Tool Tuesday: Bitstock

Our group worked together to make bitstocks John brought in a couple of old ones and we studied some photos to come up with this fairly standard design. We made them from hard maple. The body was sawn out and shaped by hand. While the body was still a rough blank we bored a 1/2 inch hole in each end , we made sure the holes were along the same axis and centered in the stock. The lower hole was made square with a mortise chisel. The upper hole was left round.

Completed Bitstock, 16 1/2 inch overall length, 3 inch sweep

We then turned the parts for the pad and the bottom socket.
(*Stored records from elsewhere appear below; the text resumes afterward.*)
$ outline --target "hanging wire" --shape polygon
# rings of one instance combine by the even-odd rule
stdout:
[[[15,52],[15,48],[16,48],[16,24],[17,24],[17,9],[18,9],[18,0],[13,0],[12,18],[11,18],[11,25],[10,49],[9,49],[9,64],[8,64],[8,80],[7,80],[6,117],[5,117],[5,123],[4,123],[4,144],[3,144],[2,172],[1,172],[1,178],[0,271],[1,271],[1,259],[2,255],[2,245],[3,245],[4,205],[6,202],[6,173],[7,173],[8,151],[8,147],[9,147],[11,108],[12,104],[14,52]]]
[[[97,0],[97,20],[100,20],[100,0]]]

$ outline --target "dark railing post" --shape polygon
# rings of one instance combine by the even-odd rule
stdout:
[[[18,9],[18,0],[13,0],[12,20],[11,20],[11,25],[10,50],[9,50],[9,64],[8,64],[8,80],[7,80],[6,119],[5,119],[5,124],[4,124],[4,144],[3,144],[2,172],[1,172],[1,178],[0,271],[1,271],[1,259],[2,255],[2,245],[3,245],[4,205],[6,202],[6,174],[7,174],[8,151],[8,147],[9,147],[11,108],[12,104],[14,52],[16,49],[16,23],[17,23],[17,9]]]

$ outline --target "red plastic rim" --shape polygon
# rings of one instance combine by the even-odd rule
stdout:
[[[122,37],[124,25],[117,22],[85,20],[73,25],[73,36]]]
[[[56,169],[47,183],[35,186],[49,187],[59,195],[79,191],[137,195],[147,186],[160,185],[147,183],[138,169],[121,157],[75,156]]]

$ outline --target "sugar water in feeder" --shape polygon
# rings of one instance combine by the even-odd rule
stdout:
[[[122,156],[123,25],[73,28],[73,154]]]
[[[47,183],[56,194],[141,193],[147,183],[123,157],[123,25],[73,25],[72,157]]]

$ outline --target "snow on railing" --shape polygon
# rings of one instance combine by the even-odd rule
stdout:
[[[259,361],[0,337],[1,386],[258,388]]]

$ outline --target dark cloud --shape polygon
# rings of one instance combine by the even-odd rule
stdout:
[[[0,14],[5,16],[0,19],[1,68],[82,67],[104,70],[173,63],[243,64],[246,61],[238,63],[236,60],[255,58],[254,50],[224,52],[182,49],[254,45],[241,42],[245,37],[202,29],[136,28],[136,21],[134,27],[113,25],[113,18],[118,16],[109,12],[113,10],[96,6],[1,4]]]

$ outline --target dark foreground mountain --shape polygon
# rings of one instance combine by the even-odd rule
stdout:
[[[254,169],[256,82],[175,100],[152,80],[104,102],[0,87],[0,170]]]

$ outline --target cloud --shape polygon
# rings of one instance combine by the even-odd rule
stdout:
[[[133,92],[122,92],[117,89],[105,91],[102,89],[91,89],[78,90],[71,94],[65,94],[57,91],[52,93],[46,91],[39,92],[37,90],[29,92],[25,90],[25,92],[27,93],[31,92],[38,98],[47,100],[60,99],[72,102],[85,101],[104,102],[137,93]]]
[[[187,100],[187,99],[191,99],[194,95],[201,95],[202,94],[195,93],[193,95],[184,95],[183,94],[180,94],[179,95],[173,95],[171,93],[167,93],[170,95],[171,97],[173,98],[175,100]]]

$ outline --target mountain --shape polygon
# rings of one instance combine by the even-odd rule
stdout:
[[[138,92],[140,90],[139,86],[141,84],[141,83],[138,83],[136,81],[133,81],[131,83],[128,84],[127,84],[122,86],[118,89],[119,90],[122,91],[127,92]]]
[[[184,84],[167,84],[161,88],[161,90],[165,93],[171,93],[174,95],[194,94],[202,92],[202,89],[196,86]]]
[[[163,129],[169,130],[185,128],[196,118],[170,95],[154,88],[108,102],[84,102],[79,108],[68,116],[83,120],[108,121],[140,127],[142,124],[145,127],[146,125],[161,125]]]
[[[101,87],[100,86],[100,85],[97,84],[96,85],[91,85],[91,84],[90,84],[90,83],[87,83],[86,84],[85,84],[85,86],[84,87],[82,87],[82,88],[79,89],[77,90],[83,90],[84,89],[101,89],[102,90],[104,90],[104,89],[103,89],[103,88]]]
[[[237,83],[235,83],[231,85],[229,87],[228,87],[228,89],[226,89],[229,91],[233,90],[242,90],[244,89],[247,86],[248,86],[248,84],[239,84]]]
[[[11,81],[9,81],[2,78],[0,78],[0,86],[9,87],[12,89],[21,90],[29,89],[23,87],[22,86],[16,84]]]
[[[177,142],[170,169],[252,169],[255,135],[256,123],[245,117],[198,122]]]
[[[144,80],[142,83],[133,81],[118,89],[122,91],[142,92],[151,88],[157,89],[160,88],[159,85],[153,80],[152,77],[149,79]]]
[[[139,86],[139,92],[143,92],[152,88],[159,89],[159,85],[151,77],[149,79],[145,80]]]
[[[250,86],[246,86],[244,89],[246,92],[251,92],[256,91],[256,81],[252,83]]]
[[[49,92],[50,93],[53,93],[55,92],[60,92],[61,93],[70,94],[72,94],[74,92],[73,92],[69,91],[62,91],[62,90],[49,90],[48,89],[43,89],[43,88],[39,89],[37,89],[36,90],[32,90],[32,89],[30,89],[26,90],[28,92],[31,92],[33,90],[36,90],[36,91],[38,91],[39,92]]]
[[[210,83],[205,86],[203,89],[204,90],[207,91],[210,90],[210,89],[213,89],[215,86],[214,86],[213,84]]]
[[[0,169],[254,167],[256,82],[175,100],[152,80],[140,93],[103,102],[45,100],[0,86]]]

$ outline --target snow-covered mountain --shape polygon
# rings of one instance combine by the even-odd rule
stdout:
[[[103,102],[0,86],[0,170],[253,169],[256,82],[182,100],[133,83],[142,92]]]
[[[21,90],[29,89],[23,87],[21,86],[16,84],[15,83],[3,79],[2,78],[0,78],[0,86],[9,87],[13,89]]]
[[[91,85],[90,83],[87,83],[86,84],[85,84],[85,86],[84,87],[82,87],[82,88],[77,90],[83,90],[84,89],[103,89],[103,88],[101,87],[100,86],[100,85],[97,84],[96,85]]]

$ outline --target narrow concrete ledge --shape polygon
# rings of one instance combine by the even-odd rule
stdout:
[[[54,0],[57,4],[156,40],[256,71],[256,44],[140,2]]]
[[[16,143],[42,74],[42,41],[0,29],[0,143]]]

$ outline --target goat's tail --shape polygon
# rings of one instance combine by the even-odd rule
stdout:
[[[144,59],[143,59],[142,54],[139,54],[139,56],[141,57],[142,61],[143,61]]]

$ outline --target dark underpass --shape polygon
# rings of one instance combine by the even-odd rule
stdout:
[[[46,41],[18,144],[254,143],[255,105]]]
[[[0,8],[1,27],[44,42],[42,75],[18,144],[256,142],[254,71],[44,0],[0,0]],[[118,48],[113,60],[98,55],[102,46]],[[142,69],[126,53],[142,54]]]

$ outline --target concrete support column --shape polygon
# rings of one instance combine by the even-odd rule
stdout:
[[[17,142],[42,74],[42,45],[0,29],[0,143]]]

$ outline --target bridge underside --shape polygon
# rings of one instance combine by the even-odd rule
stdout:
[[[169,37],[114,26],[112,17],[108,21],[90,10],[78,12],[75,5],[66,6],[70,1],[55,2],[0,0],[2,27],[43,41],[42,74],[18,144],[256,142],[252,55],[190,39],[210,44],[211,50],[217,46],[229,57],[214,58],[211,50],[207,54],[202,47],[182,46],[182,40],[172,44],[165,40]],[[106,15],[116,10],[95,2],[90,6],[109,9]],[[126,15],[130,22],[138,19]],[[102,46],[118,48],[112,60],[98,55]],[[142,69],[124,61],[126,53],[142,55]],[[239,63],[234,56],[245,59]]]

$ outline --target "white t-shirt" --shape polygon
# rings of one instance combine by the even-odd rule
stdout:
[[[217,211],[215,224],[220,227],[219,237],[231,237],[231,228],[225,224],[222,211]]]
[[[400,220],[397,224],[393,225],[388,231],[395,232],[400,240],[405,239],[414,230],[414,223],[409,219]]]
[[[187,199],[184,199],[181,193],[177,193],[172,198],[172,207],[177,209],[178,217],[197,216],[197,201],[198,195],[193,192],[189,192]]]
The pad is held in by a pin drilled in along side the shaft of the pad and catching about 1/16 inch of the edge of the shaft. The shaft was then rotated while the drill was turning to cut a groove around it's circumference. Be careful, turning one way the shaft will climb out of the hole, turn the other and it pulls up tight.

Bitstock Pad

The socket is left loose on our bitstocks but should probably be held in somehow, maybe just a screw would do the trick. The dark ferrule is a piece of steel pipe from a dog kennel fence and the brass ferrule is a flare nut that was screwed on to the part and then turned with wood turning tools.

Bottom end apart

The socket was created by drilling a hole the size of the small end of an auger bit tang and the length of the tang deep. An auger bit was then chucked up in the tailstock of the lathe with the tang end out. With the lathe running we used the tang as a reamer to create a tapered round hole almost the depth of the tang. While still in the lathe the tang was then heated with a torch and pressed in to the tapered socket to burn in the square socket. The bits hold quite well and can even be somewhat difficult to remove. We made the socket removable so we wouldn't have to replace the entire body when it wears out. I don't use a bit much larger than 1/2 inch in hardwoods and 5/8 in softwoods. It works great!